I fished for about 2 hours each of the last two days. Struggled to catch 16 keepers. Only 1 or 2 fish per brush pile. Weather must be too nice!
I went down last Tuesday and REALLY struggled. I can't remember a tougher crappie day on the water....can't remember the last "non-limit(s)" trip, for that matter...Finally gave up and caught about 10 bass in 2 hours with 3 keepers.
Most of December was lights out for crappie, but on my last trip, 12/28, the fish were still spotted on the electronics suspended in the same places, but they seemed somewhat disinterested. Then again when I've kept 15 - 30 crappies from each school, what can I expect? None of my fish were connected with brush so I don't know about that situation.
One more thing, I didn't catch a single crappie on a jerkbait last Wednesday either.
Many of my winter crappie spots are not brush related either and have been found throughout the years by jerkbait fishing. The fish tend to go there year after year. To say they were dead would be an understatement. I did have a couple of deep places that had been producing for others, an they were dead as well. Like nick said, the fish were on the graph but all I could catch was the brush itself. I would accept that is was just tough but as we arrived at Coffman at 8:30-- late start due to traffic and black ice on 54 ( which was insane because it was 37 degrees)-- there were 2 guys already pulling the boat out. I asked if they had limits an they said they'd been culling crappie for an hour! That made my bad day even worse.

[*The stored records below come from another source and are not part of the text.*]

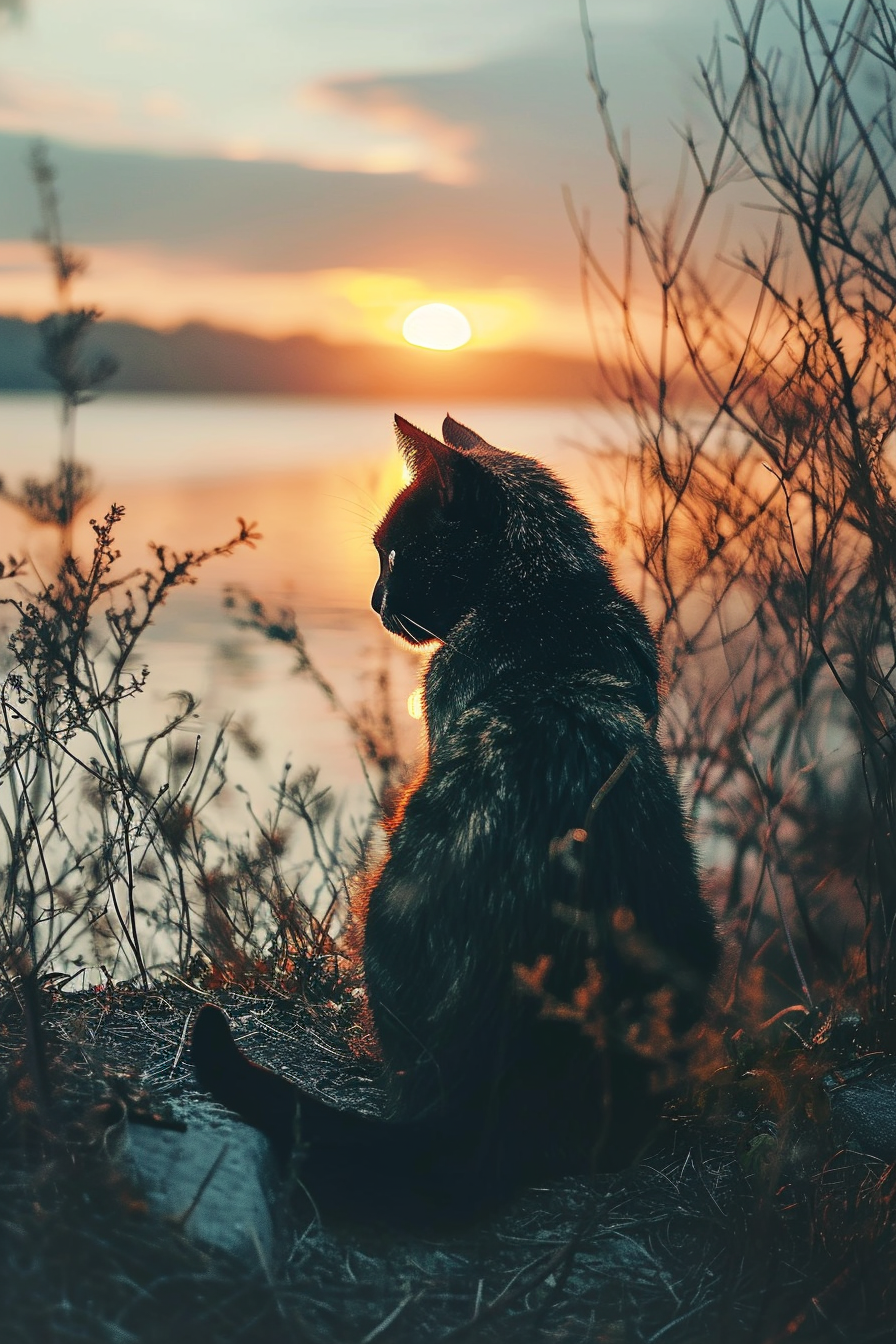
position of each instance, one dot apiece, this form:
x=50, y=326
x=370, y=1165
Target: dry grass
x=734, y=1229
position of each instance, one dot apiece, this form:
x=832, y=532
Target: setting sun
x=437, y=327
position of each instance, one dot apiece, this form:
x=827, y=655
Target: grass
x=756, y=523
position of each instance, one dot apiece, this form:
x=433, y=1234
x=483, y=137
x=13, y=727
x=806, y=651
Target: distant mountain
x=196, y=358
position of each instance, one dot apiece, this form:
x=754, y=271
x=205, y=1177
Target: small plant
x=58, y=500
x=759, y=503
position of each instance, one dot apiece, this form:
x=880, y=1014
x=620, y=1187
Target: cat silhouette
x=539, y=893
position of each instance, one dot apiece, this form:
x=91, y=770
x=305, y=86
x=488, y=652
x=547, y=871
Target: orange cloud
x=340, y=304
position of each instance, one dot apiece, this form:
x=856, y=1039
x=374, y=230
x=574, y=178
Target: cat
x=540, y=843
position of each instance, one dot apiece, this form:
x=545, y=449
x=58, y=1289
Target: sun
x=437, y=327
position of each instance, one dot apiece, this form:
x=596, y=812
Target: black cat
x=539, y=695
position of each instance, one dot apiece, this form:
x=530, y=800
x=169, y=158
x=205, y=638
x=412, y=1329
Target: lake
x=315, y=475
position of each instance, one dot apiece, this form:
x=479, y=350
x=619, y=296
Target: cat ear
x=460, y=436
x=425, y=453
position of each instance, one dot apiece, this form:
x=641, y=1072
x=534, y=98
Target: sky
x=325, y=165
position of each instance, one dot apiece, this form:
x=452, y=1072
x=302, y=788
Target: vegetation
x=759, y=510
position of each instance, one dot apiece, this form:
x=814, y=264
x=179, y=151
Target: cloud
x=407, y=136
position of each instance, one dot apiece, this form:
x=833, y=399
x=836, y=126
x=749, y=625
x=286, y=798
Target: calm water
x=315, y=475
x=176, y=438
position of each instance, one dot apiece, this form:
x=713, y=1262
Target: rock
x=215, y=1176
x=863, y=1108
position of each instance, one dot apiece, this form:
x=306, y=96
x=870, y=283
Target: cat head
x=470, y=516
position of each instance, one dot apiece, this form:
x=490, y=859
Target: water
x=177, y=438
x=316, y=476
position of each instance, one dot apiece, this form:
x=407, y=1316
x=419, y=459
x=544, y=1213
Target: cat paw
x=262, y=1098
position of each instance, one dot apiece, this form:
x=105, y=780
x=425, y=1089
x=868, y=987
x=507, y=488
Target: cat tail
x=258, y=1096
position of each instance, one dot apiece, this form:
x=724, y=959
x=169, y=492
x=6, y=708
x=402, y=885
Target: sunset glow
x=437, y=327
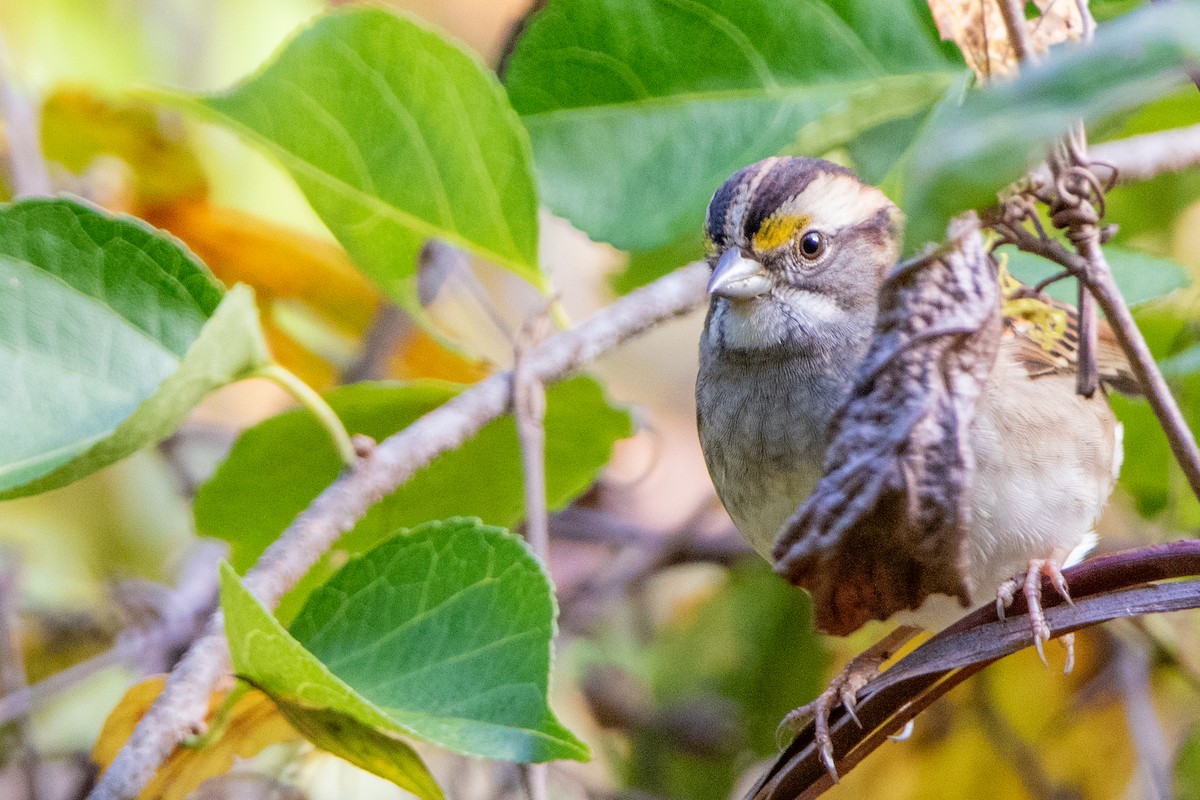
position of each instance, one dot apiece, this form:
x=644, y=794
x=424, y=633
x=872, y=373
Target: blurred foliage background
x=679, y=650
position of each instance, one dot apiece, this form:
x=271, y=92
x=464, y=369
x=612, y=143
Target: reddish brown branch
x=1122, y=584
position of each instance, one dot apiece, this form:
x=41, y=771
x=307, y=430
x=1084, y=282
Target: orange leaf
x=78, y=127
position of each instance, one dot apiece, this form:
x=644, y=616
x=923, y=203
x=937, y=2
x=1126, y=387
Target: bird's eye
x=811, y=245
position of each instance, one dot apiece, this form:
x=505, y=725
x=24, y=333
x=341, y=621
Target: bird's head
x=798, y=250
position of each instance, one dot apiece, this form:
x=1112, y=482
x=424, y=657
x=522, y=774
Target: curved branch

we went out saturday morning in the Glaize. First dock, 5 or 6 keepers...next two docks, a couple keepers a piece. Then the 4th dock had'em...finished out with 45. Were scattered from 10 feet right on the bottom out to suspended over 35 feet of water.
you guys know they were running water out of truman til wesday might have had something to due with it
I know the rising water killed the bite in the Niangua..Mye buddy's dad (lives there) had been crushing them til the water started coming up. It was defiitley on the rise. When we took out of Coffman to go home, the dock walkway was underwater by a few inches....was dry in the morning. Funny thing is, the water is still CLEAR. I need some kind of excuse...
the last day they ran water they let it out at 32,000 that will bring it up quick
When the Niangua flows backwards as it can when lots of water is running through the Osage, the bite turns off dramatically. That's probably what happened. A guy who lives there has been testing this idea out for years. He drops a crappie jig striaght down from his dockand when the jig and line move upstream, the bite is always bad.